The collapse late last year of energy trader Enron Corp. and the subsequent allegations of self-dealing, questionable accounting and self-enrichment--including the roughly $150 million that CEO Kenneth L. Lay raked in during 2000--provided a catalyst for critics of the state of corporate governance and its effect on the way America's top executives are compensated.

"Something fundamentally changed with Enron," said Scott Klinger, co-director of responsible wealth at Boston-based United for a Fair Economy, a group dedicated to narrowing the gap between the upper and lower classes.

"People are becoming skeptical about what's behind the numbers."

But Enron wasn't the only case that drew fire from compensation critics. News this spring that regulators are looking into millions of dollars in personal loans that Bernard J. Ebbers received while CEO of WorldCom Inc. drew a sharp response from investors, who have watched WorldCom's stock plunge 90% over the last year.

Menlo Park, Calif.-based E-Trade Group Inc. also created a furor a month ago when it revealed CEO Christos Cotsakos' $71million pay package for 2001--a year in which the online brokerage lost $24million. The criticism was so intense that Cotsakos agreed to return part of the pay package.

More broadly, critics such as Klinger contend that in the United States, CEO compensation outstrips the paycheck of the average worker by a much greater degree than in other industrialized nations such as Japan and Germany.

Ironically, the clamor over compensation comes amid a rare slump in executive pay.

In a study of 350 large U.S. companies, Mercer Human Resource Consulting found that the average chief executive's pay package fell almost 1% last year. The average salary increased 4.7%, but bonuses fell 13.5% and the plummeting stock market drastically reduced the value of many executives' stock option packages.

That provided ammunition for those who contend that executive pay reflects corporate performance, and that companies that hope to keep top-notch executive talent must pay the market rate.

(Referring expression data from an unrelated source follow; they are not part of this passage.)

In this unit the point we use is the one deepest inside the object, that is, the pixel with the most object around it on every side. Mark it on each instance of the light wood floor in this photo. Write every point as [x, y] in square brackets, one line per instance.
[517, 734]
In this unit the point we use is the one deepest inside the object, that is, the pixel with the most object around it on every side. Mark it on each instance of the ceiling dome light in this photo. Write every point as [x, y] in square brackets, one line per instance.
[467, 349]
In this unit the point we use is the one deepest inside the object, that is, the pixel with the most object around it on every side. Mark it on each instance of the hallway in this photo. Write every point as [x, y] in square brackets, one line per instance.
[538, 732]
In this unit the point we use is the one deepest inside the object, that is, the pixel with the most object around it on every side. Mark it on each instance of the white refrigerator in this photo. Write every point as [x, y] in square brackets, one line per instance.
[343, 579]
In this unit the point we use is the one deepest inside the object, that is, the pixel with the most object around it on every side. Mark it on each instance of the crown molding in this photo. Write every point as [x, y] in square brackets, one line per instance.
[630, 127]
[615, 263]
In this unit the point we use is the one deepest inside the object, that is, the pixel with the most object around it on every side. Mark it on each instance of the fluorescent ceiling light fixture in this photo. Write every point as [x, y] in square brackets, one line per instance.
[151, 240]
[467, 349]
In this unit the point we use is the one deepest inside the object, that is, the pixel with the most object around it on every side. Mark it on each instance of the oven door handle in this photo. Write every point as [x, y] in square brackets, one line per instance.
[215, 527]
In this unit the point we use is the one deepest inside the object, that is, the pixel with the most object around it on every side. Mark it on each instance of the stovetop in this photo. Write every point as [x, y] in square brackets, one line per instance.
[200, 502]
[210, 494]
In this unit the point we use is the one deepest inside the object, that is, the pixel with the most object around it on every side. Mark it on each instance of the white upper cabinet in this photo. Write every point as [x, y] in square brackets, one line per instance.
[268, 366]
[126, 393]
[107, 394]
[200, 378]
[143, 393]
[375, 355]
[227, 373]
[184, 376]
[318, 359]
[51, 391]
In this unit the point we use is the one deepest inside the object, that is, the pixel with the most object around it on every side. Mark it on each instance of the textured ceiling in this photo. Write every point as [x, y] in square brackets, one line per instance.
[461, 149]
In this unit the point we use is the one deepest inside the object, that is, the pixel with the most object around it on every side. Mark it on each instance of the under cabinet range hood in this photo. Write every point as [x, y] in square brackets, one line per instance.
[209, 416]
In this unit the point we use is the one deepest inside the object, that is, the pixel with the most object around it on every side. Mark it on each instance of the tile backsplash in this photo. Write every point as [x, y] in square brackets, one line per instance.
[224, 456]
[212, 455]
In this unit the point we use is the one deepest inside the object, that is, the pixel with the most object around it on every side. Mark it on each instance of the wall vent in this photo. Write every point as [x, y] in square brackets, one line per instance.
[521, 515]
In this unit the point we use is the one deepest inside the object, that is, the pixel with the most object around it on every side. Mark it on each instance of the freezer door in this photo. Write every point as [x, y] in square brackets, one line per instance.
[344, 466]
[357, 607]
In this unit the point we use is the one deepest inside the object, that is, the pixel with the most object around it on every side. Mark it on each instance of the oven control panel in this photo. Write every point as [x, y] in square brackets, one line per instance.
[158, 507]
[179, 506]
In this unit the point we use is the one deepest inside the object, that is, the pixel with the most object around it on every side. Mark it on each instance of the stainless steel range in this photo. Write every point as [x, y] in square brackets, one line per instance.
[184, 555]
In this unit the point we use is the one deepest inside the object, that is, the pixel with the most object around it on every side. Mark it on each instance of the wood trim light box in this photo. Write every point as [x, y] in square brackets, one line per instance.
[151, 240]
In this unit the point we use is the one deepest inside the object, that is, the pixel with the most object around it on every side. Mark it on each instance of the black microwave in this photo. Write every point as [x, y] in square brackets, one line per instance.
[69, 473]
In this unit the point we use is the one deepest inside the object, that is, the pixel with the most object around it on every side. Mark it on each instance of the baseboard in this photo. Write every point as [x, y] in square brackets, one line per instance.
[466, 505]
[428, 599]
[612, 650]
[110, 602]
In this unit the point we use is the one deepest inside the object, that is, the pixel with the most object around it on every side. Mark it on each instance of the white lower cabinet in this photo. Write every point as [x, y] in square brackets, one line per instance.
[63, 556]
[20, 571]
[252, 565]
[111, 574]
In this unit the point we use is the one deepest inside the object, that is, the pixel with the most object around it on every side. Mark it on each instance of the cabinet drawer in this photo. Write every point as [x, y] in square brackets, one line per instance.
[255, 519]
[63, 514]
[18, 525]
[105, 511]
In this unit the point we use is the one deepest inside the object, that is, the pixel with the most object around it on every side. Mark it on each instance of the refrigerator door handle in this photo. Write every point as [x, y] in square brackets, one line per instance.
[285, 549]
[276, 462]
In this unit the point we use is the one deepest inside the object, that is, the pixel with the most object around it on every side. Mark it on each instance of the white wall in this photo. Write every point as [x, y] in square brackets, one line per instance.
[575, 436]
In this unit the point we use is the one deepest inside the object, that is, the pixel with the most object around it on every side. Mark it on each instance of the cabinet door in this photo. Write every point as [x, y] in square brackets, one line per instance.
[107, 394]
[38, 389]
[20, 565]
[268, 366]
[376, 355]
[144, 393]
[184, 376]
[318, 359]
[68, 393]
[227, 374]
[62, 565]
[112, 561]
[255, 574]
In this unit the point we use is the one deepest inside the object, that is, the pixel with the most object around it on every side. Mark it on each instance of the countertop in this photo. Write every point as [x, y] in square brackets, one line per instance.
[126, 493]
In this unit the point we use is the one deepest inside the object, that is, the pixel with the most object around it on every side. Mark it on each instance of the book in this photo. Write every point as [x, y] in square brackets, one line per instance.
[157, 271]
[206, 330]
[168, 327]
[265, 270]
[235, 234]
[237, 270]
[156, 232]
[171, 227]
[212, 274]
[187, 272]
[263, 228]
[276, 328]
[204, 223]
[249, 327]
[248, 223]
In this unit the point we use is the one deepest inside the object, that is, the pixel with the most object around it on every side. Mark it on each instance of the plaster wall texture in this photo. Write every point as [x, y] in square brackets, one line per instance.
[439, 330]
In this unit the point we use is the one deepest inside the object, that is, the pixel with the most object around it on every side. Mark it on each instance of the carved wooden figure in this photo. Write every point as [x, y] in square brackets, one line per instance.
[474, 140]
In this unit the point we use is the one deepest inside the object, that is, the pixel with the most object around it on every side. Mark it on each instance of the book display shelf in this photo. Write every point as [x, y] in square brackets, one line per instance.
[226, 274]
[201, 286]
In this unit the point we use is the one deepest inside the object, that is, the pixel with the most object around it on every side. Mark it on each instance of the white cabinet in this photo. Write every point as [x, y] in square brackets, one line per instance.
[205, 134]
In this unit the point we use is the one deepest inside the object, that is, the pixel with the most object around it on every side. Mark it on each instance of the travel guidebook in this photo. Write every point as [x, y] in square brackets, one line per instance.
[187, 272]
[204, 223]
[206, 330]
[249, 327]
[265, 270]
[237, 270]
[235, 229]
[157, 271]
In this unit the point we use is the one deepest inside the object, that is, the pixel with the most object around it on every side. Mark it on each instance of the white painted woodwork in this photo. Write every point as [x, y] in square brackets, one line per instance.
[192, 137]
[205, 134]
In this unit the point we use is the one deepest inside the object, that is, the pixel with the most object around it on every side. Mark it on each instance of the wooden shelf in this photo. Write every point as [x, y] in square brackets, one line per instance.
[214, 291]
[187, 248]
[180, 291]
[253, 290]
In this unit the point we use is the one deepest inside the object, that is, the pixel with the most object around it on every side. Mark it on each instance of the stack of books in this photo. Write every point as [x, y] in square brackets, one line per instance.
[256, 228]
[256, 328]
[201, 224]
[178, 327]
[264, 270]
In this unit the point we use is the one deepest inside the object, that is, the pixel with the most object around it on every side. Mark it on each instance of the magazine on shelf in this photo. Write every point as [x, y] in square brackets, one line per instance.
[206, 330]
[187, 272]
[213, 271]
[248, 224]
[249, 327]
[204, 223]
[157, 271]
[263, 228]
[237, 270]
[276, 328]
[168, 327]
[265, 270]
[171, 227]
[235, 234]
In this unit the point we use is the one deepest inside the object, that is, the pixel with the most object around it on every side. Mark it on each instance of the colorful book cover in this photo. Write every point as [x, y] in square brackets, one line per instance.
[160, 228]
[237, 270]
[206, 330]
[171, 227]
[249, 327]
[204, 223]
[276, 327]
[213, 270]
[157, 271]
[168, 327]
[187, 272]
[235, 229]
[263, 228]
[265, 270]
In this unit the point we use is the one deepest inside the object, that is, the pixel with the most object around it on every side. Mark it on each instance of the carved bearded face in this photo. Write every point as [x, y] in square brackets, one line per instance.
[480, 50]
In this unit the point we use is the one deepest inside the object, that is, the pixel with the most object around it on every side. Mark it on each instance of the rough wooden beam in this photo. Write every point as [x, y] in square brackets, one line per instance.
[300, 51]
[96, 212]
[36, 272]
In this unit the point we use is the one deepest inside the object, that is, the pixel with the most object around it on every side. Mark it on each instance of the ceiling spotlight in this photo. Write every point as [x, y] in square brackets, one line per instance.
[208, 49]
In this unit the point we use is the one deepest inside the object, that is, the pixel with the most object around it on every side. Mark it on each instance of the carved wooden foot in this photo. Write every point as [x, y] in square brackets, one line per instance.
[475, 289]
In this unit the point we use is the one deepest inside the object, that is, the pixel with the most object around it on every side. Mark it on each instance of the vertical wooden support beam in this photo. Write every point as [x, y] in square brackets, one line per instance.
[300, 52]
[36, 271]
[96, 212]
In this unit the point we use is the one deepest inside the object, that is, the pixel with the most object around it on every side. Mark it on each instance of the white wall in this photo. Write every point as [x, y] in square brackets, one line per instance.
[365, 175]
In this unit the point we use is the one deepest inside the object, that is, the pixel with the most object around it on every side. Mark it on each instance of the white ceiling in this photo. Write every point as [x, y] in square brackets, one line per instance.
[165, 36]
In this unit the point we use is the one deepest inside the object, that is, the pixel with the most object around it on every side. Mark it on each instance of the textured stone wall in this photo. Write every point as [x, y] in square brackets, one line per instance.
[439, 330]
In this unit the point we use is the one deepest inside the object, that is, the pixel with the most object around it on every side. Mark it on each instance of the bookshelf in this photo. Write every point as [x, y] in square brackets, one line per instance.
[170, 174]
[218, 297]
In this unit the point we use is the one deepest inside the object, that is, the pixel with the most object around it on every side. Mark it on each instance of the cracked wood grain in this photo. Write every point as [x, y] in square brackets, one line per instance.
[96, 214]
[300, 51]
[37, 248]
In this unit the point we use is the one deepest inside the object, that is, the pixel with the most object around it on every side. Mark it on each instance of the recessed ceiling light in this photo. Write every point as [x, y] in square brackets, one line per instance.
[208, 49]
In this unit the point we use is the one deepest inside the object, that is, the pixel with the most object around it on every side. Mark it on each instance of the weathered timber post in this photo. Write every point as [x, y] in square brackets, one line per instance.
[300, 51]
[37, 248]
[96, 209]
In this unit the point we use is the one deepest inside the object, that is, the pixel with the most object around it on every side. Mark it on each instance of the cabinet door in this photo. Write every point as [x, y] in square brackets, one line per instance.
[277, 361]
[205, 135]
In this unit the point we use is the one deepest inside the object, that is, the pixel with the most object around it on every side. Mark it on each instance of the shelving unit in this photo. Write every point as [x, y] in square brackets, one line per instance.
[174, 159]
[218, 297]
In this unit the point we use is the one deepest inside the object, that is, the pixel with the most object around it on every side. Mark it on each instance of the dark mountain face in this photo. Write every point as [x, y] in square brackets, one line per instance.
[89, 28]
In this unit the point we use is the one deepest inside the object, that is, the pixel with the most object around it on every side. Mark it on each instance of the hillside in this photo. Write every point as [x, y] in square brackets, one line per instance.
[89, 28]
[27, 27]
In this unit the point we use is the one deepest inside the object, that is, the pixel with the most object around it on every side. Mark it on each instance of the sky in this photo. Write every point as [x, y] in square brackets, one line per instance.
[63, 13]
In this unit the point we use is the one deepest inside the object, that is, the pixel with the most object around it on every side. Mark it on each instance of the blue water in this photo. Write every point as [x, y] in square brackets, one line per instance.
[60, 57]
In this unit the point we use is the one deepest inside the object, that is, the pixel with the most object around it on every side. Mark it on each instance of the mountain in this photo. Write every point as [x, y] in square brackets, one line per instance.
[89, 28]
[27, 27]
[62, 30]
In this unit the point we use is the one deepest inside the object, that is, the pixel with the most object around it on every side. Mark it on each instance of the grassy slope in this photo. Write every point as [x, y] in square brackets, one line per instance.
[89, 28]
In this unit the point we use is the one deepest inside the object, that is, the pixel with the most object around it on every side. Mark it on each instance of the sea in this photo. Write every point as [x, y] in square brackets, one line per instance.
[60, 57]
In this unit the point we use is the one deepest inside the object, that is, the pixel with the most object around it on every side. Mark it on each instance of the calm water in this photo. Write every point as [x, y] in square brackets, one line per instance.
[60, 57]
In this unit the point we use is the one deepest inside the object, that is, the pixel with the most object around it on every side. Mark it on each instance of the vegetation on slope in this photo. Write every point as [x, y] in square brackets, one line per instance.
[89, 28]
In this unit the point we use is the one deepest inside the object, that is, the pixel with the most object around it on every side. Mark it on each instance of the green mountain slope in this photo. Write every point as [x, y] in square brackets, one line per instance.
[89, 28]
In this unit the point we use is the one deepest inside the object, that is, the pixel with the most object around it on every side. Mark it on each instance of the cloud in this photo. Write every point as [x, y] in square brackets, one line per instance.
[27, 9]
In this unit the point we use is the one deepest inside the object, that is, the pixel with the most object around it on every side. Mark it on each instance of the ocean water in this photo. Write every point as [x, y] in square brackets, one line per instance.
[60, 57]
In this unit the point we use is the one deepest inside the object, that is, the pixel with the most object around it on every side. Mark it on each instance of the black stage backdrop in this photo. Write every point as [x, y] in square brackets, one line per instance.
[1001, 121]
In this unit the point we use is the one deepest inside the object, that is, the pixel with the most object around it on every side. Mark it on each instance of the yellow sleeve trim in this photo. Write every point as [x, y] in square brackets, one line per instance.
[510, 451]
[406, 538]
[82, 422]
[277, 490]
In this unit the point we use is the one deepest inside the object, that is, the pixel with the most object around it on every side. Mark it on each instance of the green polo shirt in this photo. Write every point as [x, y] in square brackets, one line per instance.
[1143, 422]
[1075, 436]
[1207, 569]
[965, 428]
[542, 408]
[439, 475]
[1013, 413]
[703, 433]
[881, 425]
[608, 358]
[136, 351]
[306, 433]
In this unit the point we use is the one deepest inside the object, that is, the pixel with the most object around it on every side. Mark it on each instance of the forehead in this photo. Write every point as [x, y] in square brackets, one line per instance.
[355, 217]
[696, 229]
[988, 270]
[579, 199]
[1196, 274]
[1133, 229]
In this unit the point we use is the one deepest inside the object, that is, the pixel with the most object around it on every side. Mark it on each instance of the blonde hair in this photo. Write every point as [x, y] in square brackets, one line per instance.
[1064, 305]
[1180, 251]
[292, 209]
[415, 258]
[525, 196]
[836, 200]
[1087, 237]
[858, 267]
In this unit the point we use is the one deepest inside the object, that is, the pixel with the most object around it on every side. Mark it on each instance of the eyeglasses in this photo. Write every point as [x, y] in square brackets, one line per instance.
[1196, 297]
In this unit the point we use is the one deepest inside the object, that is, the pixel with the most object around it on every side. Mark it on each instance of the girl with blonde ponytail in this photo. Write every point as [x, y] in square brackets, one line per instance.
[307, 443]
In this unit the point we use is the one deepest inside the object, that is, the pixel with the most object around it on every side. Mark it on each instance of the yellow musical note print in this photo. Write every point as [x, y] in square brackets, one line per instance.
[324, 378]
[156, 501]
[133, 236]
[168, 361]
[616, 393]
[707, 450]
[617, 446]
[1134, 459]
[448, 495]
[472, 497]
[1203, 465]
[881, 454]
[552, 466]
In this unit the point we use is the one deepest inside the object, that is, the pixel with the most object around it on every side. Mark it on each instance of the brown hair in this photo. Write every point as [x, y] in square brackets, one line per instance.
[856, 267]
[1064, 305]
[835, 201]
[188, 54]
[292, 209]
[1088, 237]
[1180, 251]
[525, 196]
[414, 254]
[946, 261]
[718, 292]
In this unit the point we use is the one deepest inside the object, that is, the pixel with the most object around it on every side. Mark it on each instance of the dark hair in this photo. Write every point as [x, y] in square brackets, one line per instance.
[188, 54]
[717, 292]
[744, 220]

"We are hitting an interesting tension," said Blair Jones, senior vice president at Sibson Consulting, an executive- pay advice arm of benefit-consulting firm Segal Co. "We have talked about pay-for-performance being really important, and it is. But you have to balance that against the driver of attracting top talent. That makes it tough for companies to toe the true pay-for-performance line."

Responded Klinger: "The people who have the skills to run a company deserve to be compensated. But there are limits."

But what are they? Trillium Asset Management Corp., a money management firm whose investments are determined in part by a set of social principles, has developed a straightforward yardstick for the companies whose shares it owns: The firm votes against any CEO compensation plan that exceeds a combined $5 million a year in cash and stock.

"These numbers are arbitrary," acknowledged Simon Billenness, senior analyst with Trillium in Boston. "But you have to ask yourself, how much more do you need?"

There's no right answer, of course.

"If you get the right leadership, it can be worth a lot of money," said Jones of Sibson Consulting. "I think where we have gone wrong is in thinking that everybody is worth that."

Changing that thinking won't be easy, as even critics of executive pay trends acknowledge.

"Because the problem is very gross doesn't mean it has an easy solution," said Charles T. Munger, vice chairman of Berkshire Hathaway Corp. and CEO of Pasadena-based Wesco Financial Corp.

"Every sign I see indicates that the situation is getting worse, and I think it's going to be very difficult to fix."

Shareholder activism has been the weapon of choice recently. Corporate annual meetings have produced a wave of shareholder resolutions, including initiatives at EMC Corp, Jones Apparel Group Inc. and Bank of America Corp., seeking to rein in executive pay.

Resolutions to force changes in corporate governance--almost always opposed by management--usually are easily defeated. But a proxy advisory service that tracks shareholder resolutions said last week that 39% have received a majority of shareholder votes this year--well ahead of the previous record of 25%.